The Hong Kong listing, allowing pensions and other investors from the mainland buy shares of the company, can diversify funding channels and boost the company's liquidity.
As one of the most recognizable tech companies in the world, Alibaba is also listed on the New York Stock Exchange and the company carries a $417 billion market cap in the US stock market.
Raising $25 billion by selling shares on the New York Stock Exchange, Alibaba made the world's largest first-time share sale at its NYSE listing in 2014.

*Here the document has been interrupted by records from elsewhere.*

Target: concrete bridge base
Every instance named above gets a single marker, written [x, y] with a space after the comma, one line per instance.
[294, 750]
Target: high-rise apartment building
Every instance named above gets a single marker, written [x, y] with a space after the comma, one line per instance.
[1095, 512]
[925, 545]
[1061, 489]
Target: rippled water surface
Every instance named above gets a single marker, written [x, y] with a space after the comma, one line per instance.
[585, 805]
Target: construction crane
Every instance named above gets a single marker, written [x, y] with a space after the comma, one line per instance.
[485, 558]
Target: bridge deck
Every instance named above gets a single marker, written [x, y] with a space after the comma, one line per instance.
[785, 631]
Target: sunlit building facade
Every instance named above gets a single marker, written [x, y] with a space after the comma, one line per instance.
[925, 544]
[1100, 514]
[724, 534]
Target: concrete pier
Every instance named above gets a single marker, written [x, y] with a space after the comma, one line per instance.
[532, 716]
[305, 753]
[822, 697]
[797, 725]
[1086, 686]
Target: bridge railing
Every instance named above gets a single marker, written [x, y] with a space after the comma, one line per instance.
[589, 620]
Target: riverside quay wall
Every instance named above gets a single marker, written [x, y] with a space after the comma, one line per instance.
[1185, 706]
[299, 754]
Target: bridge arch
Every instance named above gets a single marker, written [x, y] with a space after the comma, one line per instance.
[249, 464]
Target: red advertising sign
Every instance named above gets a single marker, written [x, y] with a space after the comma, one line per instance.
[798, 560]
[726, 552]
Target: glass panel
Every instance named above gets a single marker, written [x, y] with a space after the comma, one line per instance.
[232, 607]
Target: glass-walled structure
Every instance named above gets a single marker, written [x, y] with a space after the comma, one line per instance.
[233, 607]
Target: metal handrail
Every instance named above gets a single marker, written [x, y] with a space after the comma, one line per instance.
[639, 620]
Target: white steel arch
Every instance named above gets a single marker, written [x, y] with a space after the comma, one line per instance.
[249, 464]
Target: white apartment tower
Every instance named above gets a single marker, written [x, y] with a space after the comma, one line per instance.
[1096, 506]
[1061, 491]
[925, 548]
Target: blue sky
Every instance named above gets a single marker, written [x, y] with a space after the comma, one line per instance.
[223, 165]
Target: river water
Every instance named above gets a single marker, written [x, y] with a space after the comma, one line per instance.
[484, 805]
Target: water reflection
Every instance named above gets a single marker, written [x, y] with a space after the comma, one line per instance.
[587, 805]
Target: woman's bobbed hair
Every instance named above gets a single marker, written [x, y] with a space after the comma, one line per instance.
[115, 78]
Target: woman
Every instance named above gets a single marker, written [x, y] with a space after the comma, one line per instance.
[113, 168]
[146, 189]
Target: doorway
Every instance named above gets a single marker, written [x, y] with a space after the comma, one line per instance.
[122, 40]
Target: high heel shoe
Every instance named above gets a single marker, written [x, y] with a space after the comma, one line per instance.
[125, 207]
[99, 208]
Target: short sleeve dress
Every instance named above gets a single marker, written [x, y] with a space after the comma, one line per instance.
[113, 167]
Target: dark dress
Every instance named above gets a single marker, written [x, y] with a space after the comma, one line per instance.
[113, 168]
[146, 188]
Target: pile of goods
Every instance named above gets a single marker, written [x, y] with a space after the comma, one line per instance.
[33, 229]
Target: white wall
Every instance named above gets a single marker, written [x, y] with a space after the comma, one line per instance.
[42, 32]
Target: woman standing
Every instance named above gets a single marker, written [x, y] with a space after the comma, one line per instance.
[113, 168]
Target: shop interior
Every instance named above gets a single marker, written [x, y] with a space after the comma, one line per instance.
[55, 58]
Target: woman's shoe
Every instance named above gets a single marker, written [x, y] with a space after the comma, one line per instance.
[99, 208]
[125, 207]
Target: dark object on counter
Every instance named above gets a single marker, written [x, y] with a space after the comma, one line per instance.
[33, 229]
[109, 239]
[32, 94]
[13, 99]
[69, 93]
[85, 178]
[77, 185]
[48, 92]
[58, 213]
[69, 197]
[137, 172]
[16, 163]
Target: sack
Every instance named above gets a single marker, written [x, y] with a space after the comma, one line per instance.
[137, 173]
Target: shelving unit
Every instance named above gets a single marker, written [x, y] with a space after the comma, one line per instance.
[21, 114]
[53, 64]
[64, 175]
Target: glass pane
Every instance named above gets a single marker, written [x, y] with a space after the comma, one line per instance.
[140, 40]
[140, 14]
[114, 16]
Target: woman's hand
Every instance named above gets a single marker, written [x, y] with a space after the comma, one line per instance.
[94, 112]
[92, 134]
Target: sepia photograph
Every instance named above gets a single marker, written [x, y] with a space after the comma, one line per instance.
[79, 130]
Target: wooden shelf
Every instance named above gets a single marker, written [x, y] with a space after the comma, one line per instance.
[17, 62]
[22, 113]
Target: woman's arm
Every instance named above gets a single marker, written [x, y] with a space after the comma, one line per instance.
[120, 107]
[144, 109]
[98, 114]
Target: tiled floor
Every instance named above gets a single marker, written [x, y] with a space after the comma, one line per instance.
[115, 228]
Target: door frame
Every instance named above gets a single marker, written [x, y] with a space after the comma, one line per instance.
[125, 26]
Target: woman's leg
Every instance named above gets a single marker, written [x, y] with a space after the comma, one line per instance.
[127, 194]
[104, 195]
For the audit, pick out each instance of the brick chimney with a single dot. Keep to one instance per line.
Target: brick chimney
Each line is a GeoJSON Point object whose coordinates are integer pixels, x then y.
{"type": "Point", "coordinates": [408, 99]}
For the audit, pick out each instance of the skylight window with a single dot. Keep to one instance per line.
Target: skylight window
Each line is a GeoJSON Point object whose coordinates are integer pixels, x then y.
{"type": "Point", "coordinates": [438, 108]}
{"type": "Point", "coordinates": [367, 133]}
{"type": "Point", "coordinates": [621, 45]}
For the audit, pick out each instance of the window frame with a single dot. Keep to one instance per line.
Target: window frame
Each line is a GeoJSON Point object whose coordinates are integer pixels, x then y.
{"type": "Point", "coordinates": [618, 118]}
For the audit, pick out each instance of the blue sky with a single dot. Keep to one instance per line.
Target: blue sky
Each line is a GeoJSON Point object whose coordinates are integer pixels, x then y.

The company attempted to list on Hong Kong Exchanges and Clearing Ltd as early as 2013, but had to abandon the plan and pursued an IPO in New York due to the inconsistency of the company's dual-class corporate structure and HKEX's rules at the time.
On April 24, 2018, technology firms that have shares with different voting rights were allowed to go public in Hong Kong — the biggest change in HKEX's IPO rules in two decades — making it possible for Alibaba to list on the A-share market.
The company reported robust revenue growth on Thursday, with a 42 percent year-on-year increase and 114.9 billion yuan ($16 billion) in revenue for the quarter ending June 30.
The adjusted earnings per share reached 12.55 yuan, and the shares jumped as much as 5 percent on Thursday, Yahoo Finance reported.
The tech company's annual active consumers reached 674 million, a 20 million increase from last quarter, the report said.